# Initial-value problems for ODEs¶

Without precise calculations we could fly right through a star or bounce too close to a supernova and that’d end your trip real quick, wouldn’t it?

—Han Solo,

Star Wars: A New Hope

Quantities that change continuously in time or space are often modeled by differential equations. When everything depends on just one independent variable, we call the model an **ordinary differential equation** (ODE). Differential equations need supplemental conditions to define both the modeling situation and the theoretical solutions uniquely. The **initial-value problem** (IVP), in which all of the conditions are given at a single value of the independent variable, is the simplest situation. Often the independent variable in this case represents time.

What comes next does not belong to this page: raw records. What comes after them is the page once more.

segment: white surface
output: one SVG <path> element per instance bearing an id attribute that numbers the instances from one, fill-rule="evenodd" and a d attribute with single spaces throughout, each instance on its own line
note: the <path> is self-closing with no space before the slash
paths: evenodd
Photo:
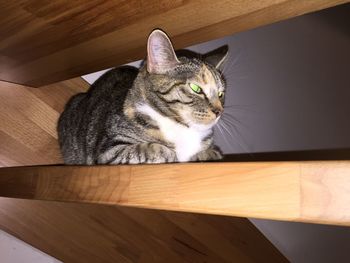
<path id="1" fill-rule="evenodd" d="M 0 230 L 0 262 L 59 263 L 61 261 Z"/>
<path id="2" fill-rule="evenodd" d="M 128 63 L 126 65 L 130 65 L 130 66 L 134 66 L 134 67 L 139 67 L 141 64 L 141 60 L 132 62 L 132 63 Z M 87 83 L 92 84 L 94 83 L 99 77 L 101 77 L 104 73 L 106 73 L 108 70 L 111 70 L 112 68 L 108 68 L 108 69 L 104 69 L 104 70 L 100 70 L 97 72 L 93 72 L 91 74 L 87 74 L 84 76 L 81 76 Z"/>
<path id="3" fill-rule="evenodd" d="M 82 78 L 85 79 L 85 81 L 88 82 L 89 84 L 92 84 L 95 82 L 96 79 L 98 79 L 100 76 L 102 76 L 104 73 L 106 73 L 110 69 L 112 69 L 112 68 L 108 68 L 108 69 L 97 71 L 97 72 L 94 72 L 91 74 L 87 74 L 87 75 L 82 76 Z"/>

Methods for IVPs usually start from the known initial value and iterate or “march” forward from there. There is a large number of them, owing in part to differences in accuracy, stability, and convenience. The most broadly important methods fall into one of two camps: **Runge–Kutta** and **linear multistep** formulas. Each type introduces its own complications, and we will consider them separately.

## Important terms¶

- Euler’s method
Prototype of all IVP solution methods, obtained by assuming constant derivatives for the solution over short time intervals.

- initial-value problem
An ordinary differential equation (possibly vector-valued) together with an initial condition.

- implicit
Describes a formula that defines a new solution value as the solution of an implicit equation.

- local truncation error
Discretization error made in one time step of a solution method.

- generating polynomials
A pair of polynomials whose coefficients match those of a multistep method for IVPs.

- global error
Error made by a method over the entire time interval of the solution.

- multistep
Formula using information over more than a single time step to advance the solution.

- order of accuracy
Leading exponent of discretization size in the local truncation error, also equal to the leading exponent in the global truncation error.

- Runge–Kutta
Describing a multistage method that evaluates the derivative of the solution more than once to advance a single step.

- step size
Increment in time between successive solution values in a numerical IVP solver.

- stiff
Describes an IVP in which stability is a greater restriction than accuracy for many solution methods.

## Important Julia commands and keywords¶

`DifferentialEquations`

Package for solving ordinary differential equations in Julia.

`ODEProblem`

Defines an initial-value problem from the time derivative function, initial value, and time domain.

`solve`

Solves an initial-value problem (in

`DifferentialEquations`

package)